Although early stage cervical cancers have a good prognosis with a 5-year survival rate greater than 80%, clinical and epidemiological evidence suggests that the natural history of HPV in young women (aged <30 years) may be such that establishment of a high-grade CIN lesion occurs early in the course (within 2 years) of a high-risk HPV infection. The consequences of HPV infection will depend on the infecting HPV type and site of infection, as well as on host factors that regulate viral persistence, regression, and latency. HPV testing and identification of high-risk strains and multiple infections has potential applications in the screening, treatment, and followup of cervical intraepithelial lesion. The identification and subsequent functional evaluation of host proteins associated with HPV E6 and E7 oncoproteins is the major challenge for their utilization as molecular biomarkers and may provide useful information in understanding cervical carcinogenesis for development of specific targeting strategies against tumor cells. Many experimental HPV vaccine strategies are being developed and tested in preclinical and clinical trials, in combination with immunotherapy and chemotherapy approaches to control of HPV-associated cervical lesions and invasive cancers. The principal factor for the prevention and treatment of cervical cancer is the education of the society, which requires different strategies in developing and industrialized countries [81-84]. The costs of different screening, treatment, and followup strategies, as well as the economy and public health policies of the regions of their potential application, are relevant in providing effective and accessible care to the patient, while meeting family and government budgets. Consider that the total health care cost associated with the screening and treatment of cervical cancer in the US is estimated to be $6 billion dollars per year [85], which does not account for additional costs to the patient, the patient's family, and society (economic and social).

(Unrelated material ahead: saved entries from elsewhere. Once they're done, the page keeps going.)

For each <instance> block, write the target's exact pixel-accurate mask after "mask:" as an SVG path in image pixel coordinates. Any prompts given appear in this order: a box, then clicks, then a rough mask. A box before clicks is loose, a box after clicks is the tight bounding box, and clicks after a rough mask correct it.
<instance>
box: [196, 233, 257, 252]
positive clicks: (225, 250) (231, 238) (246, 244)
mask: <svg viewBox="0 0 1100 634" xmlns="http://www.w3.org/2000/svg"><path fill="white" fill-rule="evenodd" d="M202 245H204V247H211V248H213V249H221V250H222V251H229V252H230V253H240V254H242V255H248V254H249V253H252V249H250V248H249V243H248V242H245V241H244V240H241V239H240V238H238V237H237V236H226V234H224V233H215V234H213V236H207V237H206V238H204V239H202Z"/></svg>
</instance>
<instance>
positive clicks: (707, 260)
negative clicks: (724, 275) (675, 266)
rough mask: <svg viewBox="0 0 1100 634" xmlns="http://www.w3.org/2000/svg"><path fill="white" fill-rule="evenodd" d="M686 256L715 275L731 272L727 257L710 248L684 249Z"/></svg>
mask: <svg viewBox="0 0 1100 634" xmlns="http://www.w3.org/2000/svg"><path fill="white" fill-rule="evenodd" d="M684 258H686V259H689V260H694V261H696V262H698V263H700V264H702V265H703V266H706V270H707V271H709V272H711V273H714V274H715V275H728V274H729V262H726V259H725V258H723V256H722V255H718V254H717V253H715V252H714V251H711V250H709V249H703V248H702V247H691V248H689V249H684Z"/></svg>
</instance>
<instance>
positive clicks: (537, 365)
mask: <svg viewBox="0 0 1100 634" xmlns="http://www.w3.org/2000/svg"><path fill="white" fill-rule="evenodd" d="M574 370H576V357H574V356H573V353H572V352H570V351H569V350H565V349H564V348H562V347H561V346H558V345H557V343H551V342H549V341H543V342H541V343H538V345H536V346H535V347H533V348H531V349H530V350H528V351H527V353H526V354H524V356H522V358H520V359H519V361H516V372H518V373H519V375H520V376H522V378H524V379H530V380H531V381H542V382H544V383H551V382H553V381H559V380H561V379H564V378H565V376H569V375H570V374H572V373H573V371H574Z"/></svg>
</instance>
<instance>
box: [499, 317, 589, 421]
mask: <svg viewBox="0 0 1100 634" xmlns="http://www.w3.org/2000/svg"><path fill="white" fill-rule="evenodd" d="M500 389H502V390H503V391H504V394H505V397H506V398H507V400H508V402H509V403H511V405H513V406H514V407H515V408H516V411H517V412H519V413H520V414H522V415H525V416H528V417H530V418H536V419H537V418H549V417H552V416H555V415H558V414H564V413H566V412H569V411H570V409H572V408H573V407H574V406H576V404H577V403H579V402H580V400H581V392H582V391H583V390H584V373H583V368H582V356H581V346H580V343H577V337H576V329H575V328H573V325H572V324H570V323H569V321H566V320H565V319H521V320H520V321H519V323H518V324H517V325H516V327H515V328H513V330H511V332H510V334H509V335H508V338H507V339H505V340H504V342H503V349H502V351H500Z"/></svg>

In conclusion, educational strategies and organized screening programs to detect HPV must be implemented alongside research and development of new therapeutic vaccines infection in order to reduce rates of HPV infection and cervical cancer. New gene therapy and siRNA-based approaches could represent a major step in reducing morbidity and mortality, but more work is required to achieve clinical efficacy at a level that can challenge current therapy.